More than 2 billion people are online and exchanging ideas. This is fundamentally changing the way the capital markets work.
The Internet, social media and new regulations allowing for general solicitation over the Internet have created an unprecedented opportunity for private, emerging growth companies to raise awareness and capital for their business. Meanwhile, the Internet and social media are being leveraged by savvy public companies and investor relations firms to broaden investor awareness and support.
The upshot of all this is that investors today have more choices than ever in terms of where to invest. Anyone with a computer can research and if qualified, invest, with little more than the push of a button. And companies raising capital have never had more direct access to a broader base of investors.
However, when it comes to attracting investor capital and support, publicly traded companies have important advantages over private companies.
First, they are liquid, which mitigates investment risk to investors by enabling investors to control the timing and terms of their exit. By contrast, investors in private companies have to wait for an initial public offering (IPO), an acquisition or a private liquidity program (PLP) to exit. Second, regulations require that they provide a level of transparency to investors in ways that private companies are not accountable.
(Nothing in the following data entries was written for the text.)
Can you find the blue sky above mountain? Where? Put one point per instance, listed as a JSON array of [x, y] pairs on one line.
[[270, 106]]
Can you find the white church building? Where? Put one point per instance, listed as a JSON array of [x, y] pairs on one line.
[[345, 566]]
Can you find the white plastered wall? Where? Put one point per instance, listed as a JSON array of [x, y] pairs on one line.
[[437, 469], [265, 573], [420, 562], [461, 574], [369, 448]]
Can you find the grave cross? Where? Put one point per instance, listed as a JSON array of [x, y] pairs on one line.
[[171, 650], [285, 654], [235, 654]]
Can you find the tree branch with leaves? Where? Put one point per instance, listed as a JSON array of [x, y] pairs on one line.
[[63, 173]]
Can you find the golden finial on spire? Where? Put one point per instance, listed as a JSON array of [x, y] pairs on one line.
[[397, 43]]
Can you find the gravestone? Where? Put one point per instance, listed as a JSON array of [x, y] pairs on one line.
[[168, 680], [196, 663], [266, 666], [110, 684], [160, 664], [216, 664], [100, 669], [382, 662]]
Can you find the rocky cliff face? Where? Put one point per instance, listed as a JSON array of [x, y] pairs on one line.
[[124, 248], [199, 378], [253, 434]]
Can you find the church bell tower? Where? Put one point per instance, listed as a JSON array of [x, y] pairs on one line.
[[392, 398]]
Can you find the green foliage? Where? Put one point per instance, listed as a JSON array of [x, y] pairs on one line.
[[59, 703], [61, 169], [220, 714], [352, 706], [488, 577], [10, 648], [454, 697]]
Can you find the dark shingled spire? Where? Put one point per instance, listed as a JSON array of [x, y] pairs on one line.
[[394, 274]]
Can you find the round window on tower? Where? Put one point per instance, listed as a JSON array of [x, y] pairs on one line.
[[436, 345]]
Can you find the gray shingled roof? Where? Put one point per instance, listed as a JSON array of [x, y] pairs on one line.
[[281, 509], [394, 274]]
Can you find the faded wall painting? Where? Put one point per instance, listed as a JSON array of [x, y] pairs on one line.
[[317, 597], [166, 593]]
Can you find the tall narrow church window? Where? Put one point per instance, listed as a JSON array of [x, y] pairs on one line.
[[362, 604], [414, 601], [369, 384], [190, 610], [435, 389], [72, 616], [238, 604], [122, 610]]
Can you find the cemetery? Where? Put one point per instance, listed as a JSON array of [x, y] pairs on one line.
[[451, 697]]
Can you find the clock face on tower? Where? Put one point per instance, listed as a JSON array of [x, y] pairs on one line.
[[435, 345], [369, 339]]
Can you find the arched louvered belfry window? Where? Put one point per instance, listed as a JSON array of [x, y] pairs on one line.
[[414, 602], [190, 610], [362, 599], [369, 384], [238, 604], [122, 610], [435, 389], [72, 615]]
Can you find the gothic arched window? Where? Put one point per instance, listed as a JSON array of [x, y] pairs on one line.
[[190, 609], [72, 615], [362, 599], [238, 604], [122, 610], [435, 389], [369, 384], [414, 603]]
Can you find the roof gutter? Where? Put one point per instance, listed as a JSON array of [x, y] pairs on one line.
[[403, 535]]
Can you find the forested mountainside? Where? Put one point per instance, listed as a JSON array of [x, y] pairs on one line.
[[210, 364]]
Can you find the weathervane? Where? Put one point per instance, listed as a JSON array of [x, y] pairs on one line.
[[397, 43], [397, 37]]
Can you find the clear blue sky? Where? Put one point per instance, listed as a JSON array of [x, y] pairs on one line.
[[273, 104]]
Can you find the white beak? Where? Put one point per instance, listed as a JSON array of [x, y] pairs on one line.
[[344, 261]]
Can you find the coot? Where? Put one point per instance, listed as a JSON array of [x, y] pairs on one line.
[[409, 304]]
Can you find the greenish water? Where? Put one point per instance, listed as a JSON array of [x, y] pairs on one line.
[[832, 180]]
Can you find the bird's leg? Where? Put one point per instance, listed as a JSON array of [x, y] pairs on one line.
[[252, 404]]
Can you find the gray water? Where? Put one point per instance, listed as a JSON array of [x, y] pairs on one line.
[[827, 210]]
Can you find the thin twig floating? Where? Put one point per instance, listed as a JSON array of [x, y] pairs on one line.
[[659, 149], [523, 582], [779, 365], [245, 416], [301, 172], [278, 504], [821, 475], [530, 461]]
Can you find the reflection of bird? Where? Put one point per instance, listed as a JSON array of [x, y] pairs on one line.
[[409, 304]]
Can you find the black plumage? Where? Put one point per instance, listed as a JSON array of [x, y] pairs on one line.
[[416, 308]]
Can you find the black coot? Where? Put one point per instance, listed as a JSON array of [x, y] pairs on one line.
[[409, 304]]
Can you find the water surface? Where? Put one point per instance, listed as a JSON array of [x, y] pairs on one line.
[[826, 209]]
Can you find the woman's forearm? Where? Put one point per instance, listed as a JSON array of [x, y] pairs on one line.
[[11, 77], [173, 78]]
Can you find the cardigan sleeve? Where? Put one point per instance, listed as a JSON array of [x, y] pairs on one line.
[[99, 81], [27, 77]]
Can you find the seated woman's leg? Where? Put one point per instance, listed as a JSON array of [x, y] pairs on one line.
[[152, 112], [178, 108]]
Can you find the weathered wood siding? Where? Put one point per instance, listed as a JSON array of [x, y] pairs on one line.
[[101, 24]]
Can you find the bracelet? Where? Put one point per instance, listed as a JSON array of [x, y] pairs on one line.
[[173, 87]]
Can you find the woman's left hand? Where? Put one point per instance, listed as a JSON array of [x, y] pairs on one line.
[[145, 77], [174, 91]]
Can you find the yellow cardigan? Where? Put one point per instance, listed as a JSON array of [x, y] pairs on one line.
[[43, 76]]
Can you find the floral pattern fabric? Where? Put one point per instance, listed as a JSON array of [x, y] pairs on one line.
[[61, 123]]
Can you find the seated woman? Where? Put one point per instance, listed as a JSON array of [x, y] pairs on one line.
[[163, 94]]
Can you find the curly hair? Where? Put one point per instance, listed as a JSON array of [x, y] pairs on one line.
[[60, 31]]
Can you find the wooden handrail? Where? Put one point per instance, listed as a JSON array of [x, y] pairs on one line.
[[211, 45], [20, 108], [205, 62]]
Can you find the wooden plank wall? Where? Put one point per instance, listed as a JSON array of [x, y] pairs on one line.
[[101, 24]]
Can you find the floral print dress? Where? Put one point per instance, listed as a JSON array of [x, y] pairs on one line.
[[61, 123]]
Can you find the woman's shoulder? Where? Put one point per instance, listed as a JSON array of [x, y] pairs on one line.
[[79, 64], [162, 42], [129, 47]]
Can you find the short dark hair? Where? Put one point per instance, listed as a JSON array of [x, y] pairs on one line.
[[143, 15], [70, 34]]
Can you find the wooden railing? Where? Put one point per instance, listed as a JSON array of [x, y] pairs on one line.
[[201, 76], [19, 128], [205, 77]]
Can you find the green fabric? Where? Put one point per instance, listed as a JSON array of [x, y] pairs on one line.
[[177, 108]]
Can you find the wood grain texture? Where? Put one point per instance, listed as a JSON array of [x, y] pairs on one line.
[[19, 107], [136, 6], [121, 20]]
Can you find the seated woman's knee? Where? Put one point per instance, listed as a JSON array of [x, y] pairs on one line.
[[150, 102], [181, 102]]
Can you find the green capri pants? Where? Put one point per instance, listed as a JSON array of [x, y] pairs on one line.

On the other hand, for investors that can stomach the implied risk, private companies offer the promise and potential of substantially greater return on investment. Importantly, technology is evolving in ways that will enable private companies raising capital to mitigate those risks, without limiting the upside return potential.
“Investing in public companies provides superior liquidity”
One of the primary risks of investing in private companies is the total lack of control in terms of how and when exiting the investment is going to take place. As noted above, investors have to weigh the chance that the private company will achieve sufficient velocity to go public or be acquired by a larger, better capitalized business.
Even in ideal circumstances, the time horizon required for private investments may be more than an investor is comfortable with. According to the National Venture Capital Association, the median time to IPO exit since first funding for venture-backed companies was 3.1 years in 2000, and 7.4 years in 2013. The runway to IPO is getting longer.
The runway for M&A is perhaps even less predictable, and management teams have less control. At the least, successful acquisition targets need to be disruptive enough to attract attention, and more often than not, driving sufficient revenues to have market validation. This all takes time, and good timing.
Private Liquidity Programs are nothing new, but historically, they have been coordinated by conventional Venture Capital and Wall Street players and totally out of reach for most companies. However, emerging technologies and the Internet are driving the appeal and acceptance of PLP enablers such as Nasdaq Private Market, SharesPost and SecondMarket, online platforms dedicated specifically to facilitating PLP’s through the use of advanced online trading technologies which is in turn, broadening access to PLPs for more private companies and their investors.
In addition to broader access, these online PLP platforms offer several benefits:
- Investors will be able to exit pre-IPO shares;
- Avenue for liquidity when IPO windows close;
- Creates a more efficient alternative for founders who have been taking nominal salaries; and
- Relieves pressure for companies to go public before they are ready.
When crowdfunding platforms are able to provide prospective investors with clear paths to liquidity for their investments today, into the offerings listed on their platforms through the PLP marketplace tomorrow, one of the most fundamental barriers to investing in private offerings will be substantially eroded, if not removed altogether.